Smaller wings, specially-shaped underfloors designed to generate downforce underneath the car and 35 per cent less fuel being used are just a few of the radical changes that F1 cars will undergo in the next few years, according to a report.

In an exclusive, BBC Sport's Mark Benson claims that the Formula One's bosses are keen to make the sport more exciting and efficient by the 2013 season and engineers Patrick Head and Rory Byrne have come up with potential design changes.

According to the report, cars will much sport smaller front and rear wings in two years' time while 'far greater proportion of the total downforce of the cars will be created by the underfloor, compared to the wings'.

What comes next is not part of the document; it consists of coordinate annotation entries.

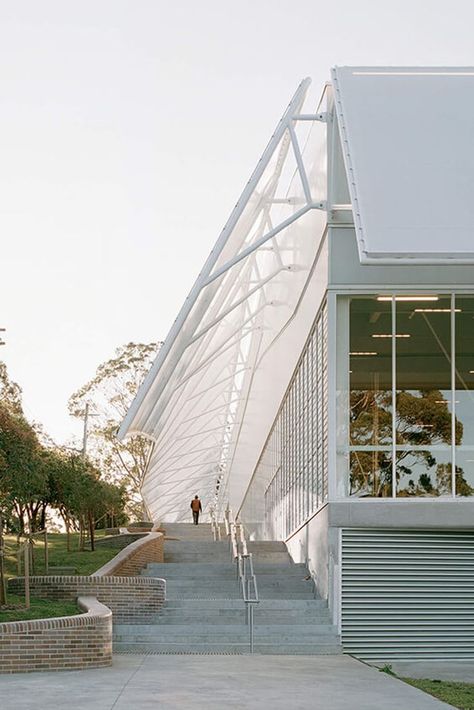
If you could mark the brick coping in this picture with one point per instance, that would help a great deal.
(107, 570)
(93, 611)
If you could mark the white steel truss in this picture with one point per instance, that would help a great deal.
(201, 387)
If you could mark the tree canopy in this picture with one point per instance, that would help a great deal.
(109, 394)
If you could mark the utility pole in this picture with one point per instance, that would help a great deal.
(3, 586)
(84, 438)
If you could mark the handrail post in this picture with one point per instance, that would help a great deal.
(250, 605)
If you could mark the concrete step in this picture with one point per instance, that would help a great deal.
(232, 616)
(267, 604)
(220, 585)
(222, 570)
(293, 649)
(203, 632)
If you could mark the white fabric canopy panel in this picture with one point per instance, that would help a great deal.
(219, 352)
(406, 135)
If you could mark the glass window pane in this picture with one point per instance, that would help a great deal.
(371, 473)
(370, 401)
(423, 413)
(464, 396)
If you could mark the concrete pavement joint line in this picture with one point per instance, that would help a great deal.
(130, 678)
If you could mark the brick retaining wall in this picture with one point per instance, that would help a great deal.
(70, 642)
(134, 557)
(119, 541)
(85, 640)
(130, 599)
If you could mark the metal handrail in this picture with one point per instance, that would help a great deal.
(245, 571)
(215, 527)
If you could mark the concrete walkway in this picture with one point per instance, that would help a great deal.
(216, 683)
(459, 671)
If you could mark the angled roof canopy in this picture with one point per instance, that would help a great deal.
(409, 154)
(211, 396)
(194, 399)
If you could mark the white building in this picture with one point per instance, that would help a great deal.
(320, 374)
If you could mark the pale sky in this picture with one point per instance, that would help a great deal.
(128, 129)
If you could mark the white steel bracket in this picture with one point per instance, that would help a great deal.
(323, 117)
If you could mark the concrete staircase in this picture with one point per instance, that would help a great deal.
(204, 611)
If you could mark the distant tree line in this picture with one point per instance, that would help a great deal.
(37, 477)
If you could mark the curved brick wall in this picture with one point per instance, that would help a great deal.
(85, 640)
(70, 642)
(130, 599)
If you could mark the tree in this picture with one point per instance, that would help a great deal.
(10, 392)
(23, 477)
(109, 395)
(422, 419)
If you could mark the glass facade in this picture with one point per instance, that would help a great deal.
(405, 404)
(294, 459)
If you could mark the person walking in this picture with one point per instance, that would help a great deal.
(196, 507)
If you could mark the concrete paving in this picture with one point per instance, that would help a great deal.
(460, 671)
(213, 682)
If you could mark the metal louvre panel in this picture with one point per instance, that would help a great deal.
(408, 594)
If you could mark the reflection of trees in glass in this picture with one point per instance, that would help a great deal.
(423, 419)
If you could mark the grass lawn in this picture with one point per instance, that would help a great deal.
(85, 562)
(39, 609)
(461, 695)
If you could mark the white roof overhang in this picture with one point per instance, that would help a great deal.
(236, 340)
(406, 136)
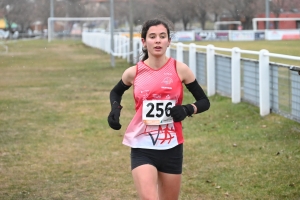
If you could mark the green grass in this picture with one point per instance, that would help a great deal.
(55, 142)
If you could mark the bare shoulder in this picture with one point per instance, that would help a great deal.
(129, 75)
(184, 72)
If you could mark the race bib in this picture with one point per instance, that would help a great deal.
(157, 112)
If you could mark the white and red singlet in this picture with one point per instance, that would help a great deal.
(155, 92)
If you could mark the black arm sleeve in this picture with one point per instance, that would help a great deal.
(117, 92)
(202, 102)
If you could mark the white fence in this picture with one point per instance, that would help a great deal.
(254, 81)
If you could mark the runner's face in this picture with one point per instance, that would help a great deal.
(157, 40)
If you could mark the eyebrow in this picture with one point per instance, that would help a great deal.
(162, 33)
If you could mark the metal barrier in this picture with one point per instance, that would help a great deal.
(273, 87)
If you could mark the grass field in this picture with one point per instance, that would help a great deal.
(55, 142)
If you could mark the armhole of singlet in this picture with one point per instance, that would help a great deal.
(175, 66)
(136, 72)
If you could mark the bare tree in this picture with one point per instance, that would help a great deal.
(201, 9)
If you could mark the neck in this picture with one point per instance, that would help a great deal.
(156, 63)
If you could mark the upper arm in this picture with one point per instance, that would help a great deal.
(129, 75)
(185, 73)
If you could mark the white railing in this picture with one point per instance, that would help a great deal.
(102, 41)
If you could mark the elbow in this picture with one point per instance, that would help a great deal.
(206, 105)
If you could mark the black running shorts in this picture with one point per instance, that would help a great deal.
(167, 161)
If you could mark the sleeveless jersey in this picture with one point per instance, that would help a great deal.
(152, 85)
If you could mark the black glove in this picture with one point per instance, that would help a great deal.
(114, 116)
(180, 112)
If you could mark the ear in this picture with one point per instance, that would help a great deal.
(143, 41)
(169, 42)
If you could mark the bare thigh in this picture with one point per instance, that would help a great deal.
(145, 181)
(169, 186)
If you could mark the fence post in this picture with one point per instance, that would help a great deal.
(179, 52)
(264, 83)
(124, 47)
(236, 75)
(192, 57)
(210, 65)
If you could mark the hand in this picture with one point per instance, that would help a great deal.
(180, 112)
(114, 116)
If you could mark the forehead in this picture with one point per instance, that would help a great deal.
(157, 29)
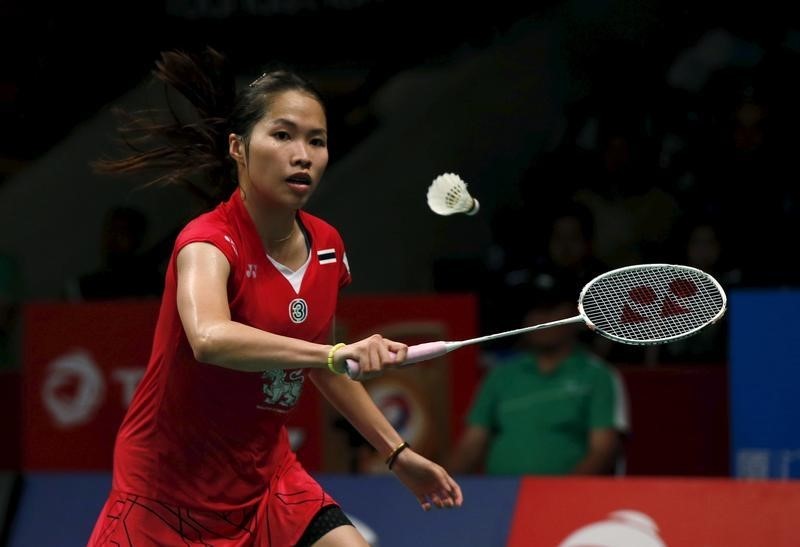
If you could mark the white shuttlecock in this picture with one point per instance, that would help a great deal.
(448, 194)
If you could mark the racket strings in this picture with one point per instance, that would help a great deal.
(652, 304)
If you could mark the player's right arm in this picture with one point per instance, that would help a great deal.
(203, 306)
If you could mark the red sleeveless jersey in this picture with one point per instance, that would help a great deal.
(200, 435)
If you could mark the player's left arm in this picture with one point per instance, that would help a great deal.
(428, 481)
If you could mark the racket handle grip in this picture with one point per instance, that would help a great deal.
(417, 353)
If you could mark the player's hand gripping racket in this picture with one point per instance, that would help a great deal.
(640, 305)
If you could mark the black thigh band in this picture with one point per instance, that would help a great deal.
(328, 518)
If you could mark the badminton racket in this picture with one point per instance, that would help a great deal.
(646, 304)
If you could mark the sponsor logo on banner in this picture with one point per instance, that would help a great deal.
(74, 388)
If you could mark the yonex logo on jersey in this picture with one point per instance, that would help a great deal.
(232, 244)
(326, 256)
(298, 310)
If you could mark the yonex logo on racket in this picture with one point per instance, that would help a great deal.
(298, 310)
(669, 305)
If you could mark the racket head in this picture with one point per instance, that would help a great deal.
(650, 304)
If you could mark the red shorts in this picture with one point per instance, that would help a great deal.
(277, 520)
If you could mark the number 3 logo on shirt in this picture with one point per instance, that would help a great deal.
(298, 310)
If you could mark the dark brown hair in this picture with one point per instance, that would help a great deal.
(195, 153)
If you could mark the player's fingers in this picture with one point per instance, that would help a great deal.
(437, 501)
(425, 504)
(455, 492)
(375, 357)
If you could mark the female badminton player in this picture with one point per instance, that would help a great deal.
(202, 456)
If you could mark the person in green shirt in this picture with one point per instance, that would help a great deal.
(552, 408)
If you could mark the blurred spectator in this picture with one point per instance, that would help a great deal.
(126, 271)
(10, 298)
(552, 408)
(563, 256)
(703, 248)
(633, 214)
(568, 260)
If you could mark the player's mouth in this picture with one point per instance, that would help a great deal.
(303, 179)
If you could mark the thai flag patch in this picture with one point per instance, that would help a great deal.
(326, 256)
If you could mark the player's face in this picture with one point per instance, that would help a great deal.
(288, 150)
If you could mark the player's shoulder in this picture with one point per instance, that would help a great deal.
(210, 222)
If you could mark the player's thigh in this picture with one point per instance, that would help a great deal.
(342, 536)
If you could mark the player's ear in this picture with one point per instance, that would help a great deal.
(237, 148)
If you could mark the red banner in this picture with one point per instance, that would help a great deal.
(83, 361)
(654, 513)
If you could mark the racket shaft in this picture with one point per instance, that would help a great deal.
(558, 323)
(417, 353)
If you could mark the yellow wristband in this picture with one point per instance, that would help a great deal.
(333, 350)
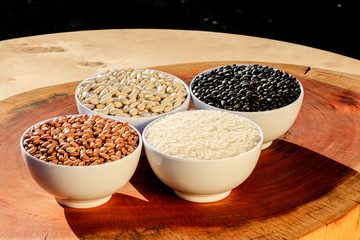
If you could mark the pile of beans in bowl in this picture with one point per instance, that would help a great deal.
(246, 88)
(132, 92)
(80, 140)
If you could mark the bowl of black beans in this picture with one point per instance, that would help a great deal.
(270, 97)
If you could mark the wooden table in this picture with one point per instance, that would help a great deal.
(305, 186)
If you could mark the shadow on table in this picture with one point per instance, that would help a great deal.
(285, 177)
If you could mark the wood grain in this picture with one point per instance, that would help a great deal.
(306, 185)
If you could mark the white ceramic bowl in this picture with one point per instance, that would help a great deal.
(82, 186)
(138, 122)
(202, 180)
(273, 123)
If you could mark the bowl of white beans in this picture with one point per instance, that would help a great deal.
(137, 96)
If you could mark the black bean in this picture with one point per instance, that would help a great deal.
(246, 88)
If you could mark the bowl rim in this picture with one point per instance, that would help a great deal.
(187, 99)
(243, 112)
(140, 144)
(258, 145)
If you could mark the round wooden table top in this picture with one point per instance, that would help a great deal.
(305, 186)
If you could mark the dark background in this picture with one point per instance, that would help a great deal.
(327, 25)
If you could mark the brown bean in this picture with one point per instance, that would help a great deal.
(104, 155)
(80, 140)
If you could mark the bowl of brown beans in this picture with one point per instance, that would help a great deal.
(270, 97)
(80, 159)
(137, 96)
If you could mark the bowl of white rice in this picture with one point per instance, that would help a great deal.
(202, 154)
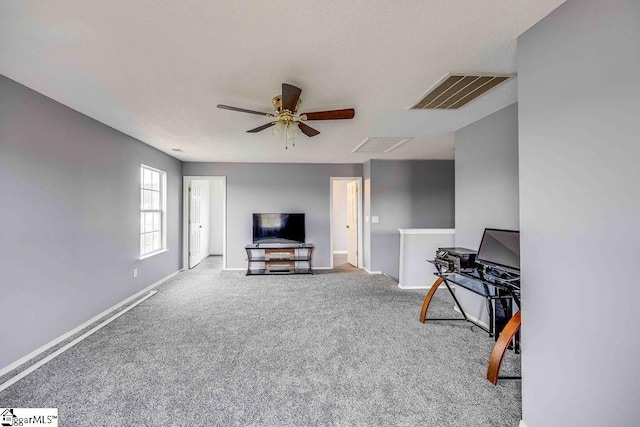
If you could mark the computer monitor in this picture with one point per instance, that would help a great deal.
(500, 249)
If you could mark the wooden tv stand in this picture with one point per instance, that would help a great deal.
(279, 258)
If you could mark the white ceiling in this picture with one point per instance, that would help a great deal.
(155, 70)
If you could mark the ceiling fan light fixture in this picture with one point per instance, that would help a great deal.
(293, 130)
(279, 129)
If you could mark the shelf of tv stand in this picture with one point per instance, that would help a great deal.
(279, 258)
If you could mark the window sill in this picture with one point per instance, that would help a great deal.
(153, 254)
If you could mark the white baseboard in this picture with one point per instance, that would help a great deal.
(77, 329)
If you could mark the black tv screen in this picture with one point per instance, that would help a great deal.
(278, 228)
(500, 248)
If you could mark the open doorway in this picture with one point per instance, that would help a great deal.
(346, 221)
(204, 222)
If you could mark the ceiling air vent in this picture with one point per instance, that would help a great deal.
(457, 90)
(380, 144)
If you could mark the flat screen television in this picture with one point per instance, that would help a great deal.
(500, 248)
(278, 228)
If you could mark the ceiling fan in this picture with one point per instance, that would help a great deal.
(287, 121)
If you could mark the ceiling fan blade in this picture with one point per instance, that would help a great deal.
(290, 97)
(263, 127)
(307, 130)
(347, 113)
(242, 110)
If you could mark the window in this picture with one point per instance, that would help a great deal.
(152, 210)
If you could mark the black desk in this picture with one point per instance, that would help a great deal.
(494, 289)
(500, 294)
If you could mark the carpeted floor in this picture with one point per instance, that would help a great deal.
(216, 348)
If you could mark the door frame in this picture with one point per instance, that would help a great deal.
(185, 217)
(360, 217)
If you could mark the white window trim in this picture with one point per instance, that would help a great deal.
(163, 207)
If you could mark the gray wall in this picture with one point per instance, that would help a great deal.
(70, 191)
(487, 176)
(276, 187)
(340, 240)
(406, 194)
(579, 90)
(486, 186)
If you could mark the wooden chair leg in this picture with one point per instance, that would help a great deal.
(427, 299)
(507, 334)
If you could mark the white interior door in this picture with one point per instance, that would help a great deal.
(352, 223)
(195, 224)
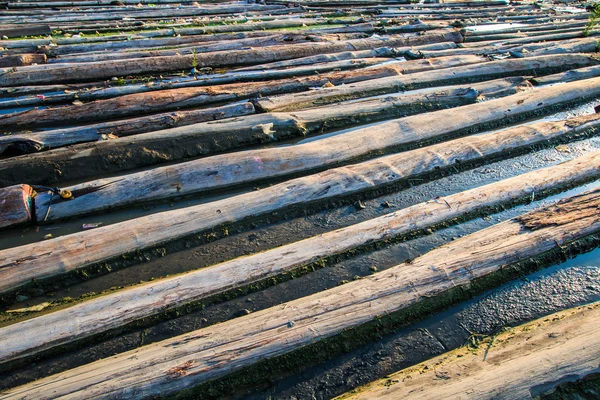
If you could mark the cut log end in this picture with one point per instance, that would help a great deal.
(16, 205)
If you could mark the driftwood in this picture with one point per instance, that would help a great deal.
(234, 169)
(26, 143)
(96, 315)
(60, 255)
(15, 205)
(534, 66)
(89, 160)
(100, 70)
(22, 59)
(173, 99)
(561, 347)
(211, 353)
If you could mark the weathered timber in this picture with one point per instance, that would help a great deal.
(534, 66)
(197, 357)
(99, 70)
(172, 144)
(22, 59)
(559, 348)
(15, 205)
(54, 257)
(33, 142)
(28, 30)
(97, 316)
(172, 99)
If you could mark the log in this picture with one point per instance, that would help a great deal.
(520, 362)
(16, 205)
(101, 70)
(173, 99)
(569, 76)
(533, 65)
(207, 354)
(22, 59)
(96, 315)
(54, 257)
(29, 30)
(27, 143)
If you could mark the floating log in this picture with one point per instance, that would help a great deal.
(27, 143)
(28, 30)
(99, 70)
(16, 205)
(534, 66)
(97, 316)
(562, 347)
(22, 59)
(51, 258)
(89, 160)
(211, 353)
(173, 99)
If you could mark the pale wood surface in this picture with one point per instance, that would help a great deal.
(206, 354)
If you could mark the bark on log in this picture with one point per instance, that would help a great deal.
(562, 347)
(211, 353)
(100, 70)
(117, 155)
(173, 99)
(51, 258)
(96, 316)
(533, 66)
(22, 59)
(15, 205)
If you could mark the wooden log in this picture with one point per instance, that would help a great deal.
(51, 258)
(22, 59)
(569, 76)
(97, 316)
(29, 30)
(213, 352)
(33, 142)
(16, 205)
(100, 70)
(562, 347)
(162, 100)
(234, 169)
(308, 122)
(490, 70)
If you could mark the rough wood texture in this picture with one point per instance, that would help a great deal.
(233, 169)
(213, 352)
(15, 205)
(532, 65)
(101, 70)
(521, 362)
(97, 315)
(66, 253)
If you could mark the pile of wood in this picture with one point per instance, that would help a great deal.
(242, 115)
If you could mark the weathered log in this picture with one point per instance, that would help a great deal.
(562, 347)
(96, 316)
(51, 258)
(233, 169)
(29, 30)
(33, 142)
(528, 66)
(22, 59)
(15, 205)
(161, 100)
(211, 353)
(569, 76)
(308, 122)
(99, 70)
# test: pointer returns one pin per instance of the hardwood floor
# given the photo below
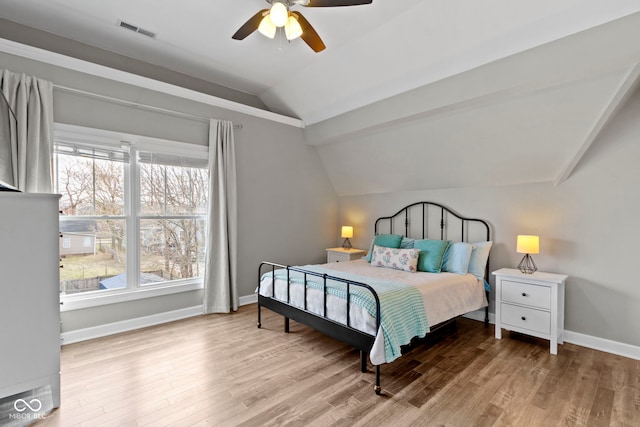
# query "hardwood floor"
(223, 370)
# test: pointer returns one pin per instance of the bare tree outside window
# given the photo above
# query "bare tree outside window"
(170, 224)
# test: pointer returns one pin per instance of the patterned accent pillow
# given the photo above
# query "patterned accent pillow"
(399, 259)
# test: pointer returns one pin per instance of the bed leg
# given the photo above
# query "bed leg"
(486, 312)
(259, 318)
(377, 387)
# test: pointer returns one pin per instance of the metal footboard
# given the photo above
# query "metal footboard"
(321, 322)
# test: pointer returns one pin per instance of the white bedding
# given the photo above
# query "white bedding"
(445, 296)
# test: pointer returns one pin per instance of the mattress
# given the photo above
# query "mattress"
(445, 296)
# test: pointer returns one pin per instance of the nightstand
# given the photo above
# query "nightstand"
(531, 304)
(341, 254)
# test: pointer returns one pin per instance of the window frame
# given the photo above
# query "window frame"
(132, 213)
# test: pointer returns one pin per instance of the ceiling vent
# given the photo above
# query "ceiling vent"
(137, 29)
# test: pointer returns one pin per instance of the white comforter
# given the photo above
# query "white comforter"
(445, 296)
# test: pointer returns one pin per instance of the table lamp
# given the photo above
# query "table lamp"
(347, 233)
(528, 245)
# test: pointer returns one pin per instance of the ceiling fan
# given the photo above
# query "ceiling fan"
(280, 15)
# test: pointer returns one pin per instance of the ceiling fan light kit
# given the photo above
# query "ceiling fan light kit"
(279, 15)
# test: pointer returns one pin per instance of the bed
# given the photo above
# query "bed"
(426, 266)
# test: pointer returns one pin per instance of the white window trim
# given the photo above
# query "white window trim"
(116, 296)
(79, 134)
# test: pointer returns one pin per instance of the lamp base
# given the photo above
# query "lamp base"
(527, 266)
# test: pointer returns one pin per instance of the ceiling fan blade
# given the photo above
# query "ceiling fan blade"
(335, 3)
(250, 26)
(309, 35)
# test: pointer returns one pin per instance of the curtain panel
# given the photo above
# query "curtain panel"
(220, 278)
(26, 141)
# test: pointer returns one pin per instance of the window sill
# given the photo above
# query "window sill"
(98, 298)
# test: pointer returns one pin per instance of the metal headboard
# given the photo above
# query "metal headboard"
(429, 220)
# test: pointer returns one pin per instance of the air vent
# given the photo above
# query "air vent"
(137, 29)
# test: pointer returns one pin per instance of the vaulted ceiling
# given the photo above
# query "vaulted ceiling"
(452, 81)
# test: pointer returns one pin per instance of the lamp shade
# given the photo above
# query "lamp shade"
(267, 28)
(292, 28)
(278, 14)
(528, 244)
(347, 232)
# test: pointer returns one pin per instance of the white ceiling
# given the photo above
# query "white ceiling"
(373, 52)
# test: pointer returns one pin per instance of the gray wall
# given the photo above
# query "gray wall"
(588, 226)
(287, 206)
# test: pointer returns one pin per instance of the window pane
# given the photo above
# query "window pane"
(99, 265)
(89, 185)
(171, 249)
(171, 189)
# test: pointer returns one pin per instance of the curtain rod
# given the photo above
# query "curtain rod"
(138, 105)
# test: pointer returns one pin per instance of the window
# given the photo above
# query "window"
(133, 214)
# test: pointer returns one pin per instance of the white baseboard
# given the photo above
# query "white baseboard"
(608, 346)
(249, 299)
(595, 343)
(128, 325)
(139, 322)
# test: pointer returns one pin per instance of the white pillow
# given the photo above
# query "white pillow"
(399, 259)
(479, 257)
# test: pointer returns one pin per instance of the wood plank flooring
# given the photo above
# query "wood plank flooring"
(221, 370)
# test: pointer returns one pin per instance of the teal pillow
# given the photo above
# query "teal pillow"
(387, 240)
(479, 257)
(431, 254)
(456, 258)
(406, 243)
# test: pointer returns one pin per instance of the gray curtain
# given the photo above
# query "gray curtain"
(220, 277)
(26, 141)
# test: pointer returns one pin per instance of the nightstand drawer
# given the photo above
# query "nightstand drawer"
(526, 318)
(526, 294)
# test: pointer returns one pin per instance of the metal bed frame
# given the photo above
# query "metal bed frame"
(345, 332)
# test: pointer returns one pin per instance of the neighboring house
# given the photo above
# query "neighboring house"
(77, 238)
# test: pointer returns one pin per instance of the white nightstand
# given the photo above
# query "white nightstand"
(341, 254)
(531, 304)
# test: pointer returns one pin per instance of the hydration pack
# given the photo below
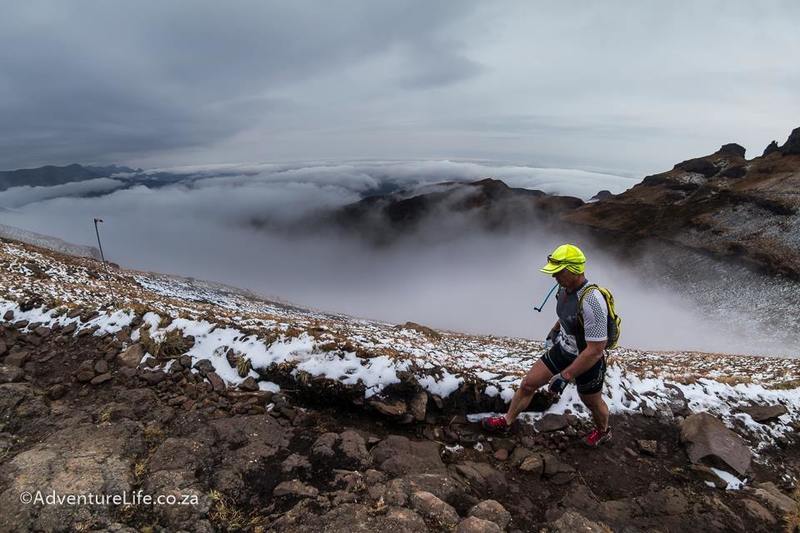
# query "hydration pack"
(614, 320)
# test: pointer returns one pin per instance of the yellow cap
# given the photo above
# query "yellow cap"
(566, 256)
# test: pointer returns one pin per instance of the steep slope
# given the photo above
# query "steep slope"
(264, 416)
(722, 204)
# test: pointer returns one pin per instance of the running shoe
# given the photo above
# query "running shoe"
(597, 437)
(495, 424)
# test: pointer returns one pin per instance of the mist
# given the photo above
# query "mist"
(448, 274)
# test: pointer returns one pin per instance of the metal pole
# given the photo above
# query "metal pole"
(97, 232)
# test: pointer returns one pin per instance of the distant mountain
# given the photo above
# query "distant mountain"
(51, 175)
(721, 204)
(488, 204)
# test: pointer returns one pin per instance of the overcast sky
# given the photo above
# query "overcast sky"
(625, 87)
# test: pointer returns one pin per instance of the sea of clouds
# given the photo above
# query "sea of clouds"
(472, 281)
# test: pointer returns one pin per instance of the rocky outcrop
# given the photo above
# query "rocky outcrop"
(721, 204)
(706, 437)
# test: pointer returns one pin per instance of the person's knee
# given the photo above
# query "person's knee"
(528, 386)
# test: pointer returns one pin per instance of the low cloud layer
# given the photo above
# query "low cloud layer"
(635, 86)
(473, 281)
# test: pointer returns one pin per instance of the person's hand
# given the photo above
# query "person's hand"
(557, 384)
(550, 340)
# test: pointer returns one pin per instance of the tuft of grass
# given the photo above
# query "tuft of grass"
(792, 520)
(243, 366)
(227, 516)
(786, 385)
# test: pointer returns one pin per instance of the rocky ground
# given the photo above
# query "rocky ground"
(261, 416)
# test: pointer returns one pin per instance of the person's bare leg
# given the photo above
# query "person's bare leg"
(598, 407)
(537, 376)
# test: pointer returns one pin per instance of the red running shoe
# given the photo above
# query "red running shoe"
(495, 424)
(597, 437)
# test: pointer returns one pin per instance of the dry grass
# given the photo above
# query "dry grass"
(792, 520)
(243, 367)
(227, 516)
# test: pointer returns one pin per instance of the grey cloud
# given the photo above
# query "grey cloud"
(98, 82)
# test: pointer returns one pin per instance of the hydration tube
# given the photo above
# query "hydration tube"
(539, 309)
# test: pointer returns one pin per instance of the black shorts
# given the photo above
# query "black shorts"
(590, 382)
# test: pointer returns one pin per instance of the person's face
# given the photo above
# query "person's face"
(565, 278)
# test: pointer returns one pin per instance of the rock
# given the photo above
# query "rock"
(18, 358)
(393, 408)
(249, 384)
(501, 454)
(204, 366)
(732, 149)
(473, 524)
(771, 495)
(533, 464)
(295, 464)
(482, 477)
(81, 458)
(323, 446)
(354, 450)
(705, 436)
(758, 511)
(153, 377)
(771, 147)
(492, 511)
(397, 455)
(440, 485)
(101, 366)
(551, 422)
(295, 489)
(572, 521)
(434, 509)
(649, 447)
(418, 406)
(85, 375)
(102, 378)
(792, 144)
(518, 455)
(132, 356)
(11, 374)
(216, 382)
(765, 413)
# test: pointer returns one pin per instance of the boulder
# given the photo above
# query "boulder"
(771, 147)
(533, 464)
(353, 449)
(430, 507)
(765, 413)
(82, 458)
(771, 495)
(792, 144)
(397, 455)
(11, 374)
(418, 406)
(388, 407)
(132, 356)
(572, 521)
(552, 422)
(482, 477)
(706, 437)
(492, 511)
(473, 524)
(295, 489)
(216, 382)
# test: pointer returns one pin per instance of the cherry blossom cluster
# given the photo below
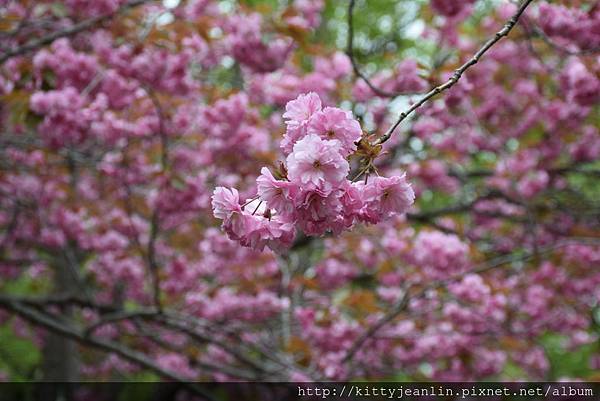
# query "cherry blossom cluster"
(571, 26)
(312, 190)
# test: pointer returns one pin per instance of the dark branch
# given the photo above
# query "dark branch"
(459, 72)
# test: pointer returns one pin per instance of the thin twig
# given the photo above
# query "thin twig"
(459, 72)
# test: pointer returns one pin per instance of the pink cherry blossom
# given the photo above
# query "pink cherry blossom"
(335, 124)
(317, 163)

Other changes will see 'the average proportion of a lap that a driver is able to spend on full throttle be cut from 70% in 2010 to 50% in 2013' but 'tires will remain large and chunky to ensure cornering speeds remain high'.

One of the most interesting changes though will be the reduction in the amount of total downforce created by the car as 'the underfloor of the cars will be shaped along its length to generate downforce for the first time since the 1982 season'.

"We are only going to have roughly 65% of the amount of fuel and a [limited] fuel [flow] rate – that was a given," Head told BBC Sport.

"We were just told 'That's what it will be, you've got to come up with a car spec that is not going to be more than five seconds a lap slower than a current F1 car'.

"So some circuit simulation was done by Rory at Ferrari and when we'd come up with some numbers in terms of drag and downforce it was then to try to come up with a geometry of a car that could try to achieve that."